The failure to prioritise Islamophobia as a motive for Mr. Saleem’s murder plagued the early investigation. West Midlands Police said there was “no evidence” to suggest Mr Saleem’s murder was racially motivated despite the family’s insistence that it appeared premeditated and racially driven. That reluctance also fed into the police failure to link the murder to the attempted bombings.
The police failure was compounded by the failure of the Muslim community to hold the state accountable. Two decades of securitisation and marginalisation appear to have eroded the will and capacity of the community to fight back against state abuse and overreach. Cast as a suspect community, an object of hate that is to be cynically exploited for electoral and ideological gain, Muslims have struggled to mount any kind of cohesive opposition, sliding quietly into the shadows of public life.
Maz Saleem is scathing of the community’s response. “The Muslim community is lazy and complacent. When it comes to Islamophobia they’d rather sweep it under the carpet unless it affects them personally. Instead of taking our politicians to task they would rather invite the likes of Boris Johnson to dinners even after he’s described Muslim women as bank robbers and letter boxes.”

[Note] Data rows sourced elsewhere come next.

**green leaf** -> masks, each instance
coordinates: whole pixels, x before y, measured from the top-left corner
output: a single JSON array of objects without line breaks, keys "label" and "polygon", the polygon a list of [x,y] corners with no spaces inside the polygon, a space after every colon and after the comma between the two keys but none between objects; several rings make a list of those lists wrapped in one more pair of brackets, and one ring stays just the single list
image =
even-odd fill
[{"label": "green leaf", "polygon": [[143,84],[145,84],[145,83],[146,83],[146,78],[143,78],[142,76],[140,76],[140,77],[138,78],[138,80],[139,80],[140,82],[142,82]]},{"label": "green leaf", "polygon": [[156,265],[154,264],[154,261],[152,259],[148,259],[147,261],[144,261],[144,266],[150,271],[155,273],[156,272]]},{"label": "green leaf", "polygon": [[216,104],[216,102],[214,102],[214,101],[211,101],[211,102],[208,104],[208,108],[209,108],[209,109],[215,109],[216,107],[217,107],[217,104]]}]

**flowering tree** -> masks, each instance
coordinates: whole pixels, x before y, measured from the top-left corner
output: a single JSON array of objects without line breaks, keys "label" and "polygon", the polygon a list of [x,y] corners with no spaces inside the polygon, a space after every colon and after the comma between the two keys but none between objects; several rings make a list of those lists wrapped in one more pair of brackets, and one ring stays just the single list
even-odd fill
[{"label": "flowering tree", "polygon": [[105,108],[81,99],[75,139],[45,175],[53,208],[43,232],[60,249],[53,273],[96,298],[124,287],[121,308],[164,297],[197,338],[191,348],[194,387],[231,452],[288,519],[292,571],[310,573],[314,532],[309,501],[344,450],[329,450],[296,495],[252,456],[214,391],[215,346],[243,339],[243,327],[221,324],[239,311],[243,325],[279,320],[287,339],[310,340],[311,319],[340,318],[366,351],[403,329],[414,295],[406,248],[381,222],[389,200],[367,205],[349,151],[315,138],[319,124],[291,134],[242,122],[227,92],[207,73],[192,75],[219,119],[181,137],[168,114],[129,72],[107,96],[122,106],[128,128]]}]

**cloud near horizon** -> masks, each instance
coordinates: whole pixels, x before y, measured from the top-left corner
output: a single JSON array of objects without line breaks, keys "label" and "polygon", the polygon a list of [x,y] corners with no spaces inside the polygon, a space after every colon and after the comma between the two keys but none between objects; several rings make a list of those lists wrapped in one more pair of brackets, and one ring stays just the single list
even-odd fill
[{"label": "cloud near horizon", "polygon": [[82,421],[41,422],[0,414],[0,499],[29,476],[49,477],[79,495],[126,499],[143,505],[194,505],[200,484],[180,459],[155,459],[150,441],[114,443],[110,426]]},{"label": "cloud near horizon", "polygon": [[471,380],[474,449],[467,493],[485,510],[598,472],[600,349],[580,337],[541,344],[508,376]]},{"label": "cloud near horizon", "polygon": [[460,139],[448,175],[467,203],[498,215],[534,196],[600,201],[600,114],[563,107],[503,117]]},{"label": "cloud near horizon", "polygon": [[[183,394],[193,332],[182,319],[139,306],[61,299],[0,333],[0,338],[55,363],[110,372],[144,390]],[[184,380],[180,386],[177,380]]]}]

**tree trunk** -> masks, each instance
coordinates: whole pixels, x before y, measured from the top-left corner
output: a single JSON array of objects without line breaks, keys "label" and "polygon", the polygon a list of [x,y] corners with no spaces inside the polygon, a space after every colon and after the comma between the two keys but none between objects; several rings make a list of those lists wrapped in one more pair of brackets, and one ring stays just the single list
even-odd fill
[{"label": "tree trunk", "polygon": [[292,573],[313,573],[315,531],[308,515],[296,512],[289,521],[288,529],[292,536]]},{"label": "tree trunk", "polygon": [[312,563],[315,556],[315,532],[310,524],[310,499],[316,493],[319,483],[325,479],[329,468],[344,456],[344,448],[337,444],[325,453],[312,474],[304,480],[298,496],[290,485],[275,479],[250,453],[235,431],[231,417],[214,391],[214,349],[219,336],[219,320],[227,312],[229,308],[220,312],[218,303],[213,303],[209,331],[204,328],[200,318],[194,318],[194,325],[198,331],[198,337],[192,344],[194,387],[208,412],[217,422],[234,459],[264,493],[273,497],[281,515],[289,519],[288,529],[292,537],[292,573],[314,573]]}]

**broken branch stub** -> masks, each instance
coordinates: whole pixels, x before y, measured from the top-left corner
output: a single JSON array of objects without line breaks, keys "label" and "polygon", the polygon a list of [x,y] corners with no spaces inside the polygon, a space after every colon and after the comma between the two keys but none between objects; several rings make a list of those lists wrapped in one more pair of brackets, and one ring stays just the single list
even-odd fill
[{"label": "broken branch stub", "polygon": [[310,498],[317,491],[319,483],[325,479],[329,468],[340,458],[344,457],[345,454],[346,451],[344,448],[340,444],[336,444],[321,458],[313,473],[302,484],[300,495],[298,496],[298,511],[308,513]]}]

Eleven years on and it seems little has been learned from this horrific crime. If anything, the push against recognising Islamophobia as a form of racism in law has gained momentum. Alongside it Islamophobic narratives about Muslims rage in political and media discourses, legal judgments and educational settings, not to mention the campaign for Palestinian rights, perpetuating societal Islamophobia. This in turn fuels the street level violence so many Muslim face. If the government of the day (and probably the government to come) do not care, it must be the community, led by Muslims that learns the lessons from this heartbreaking episode. Anything less is cowardice and betrayal of the victims of hatred.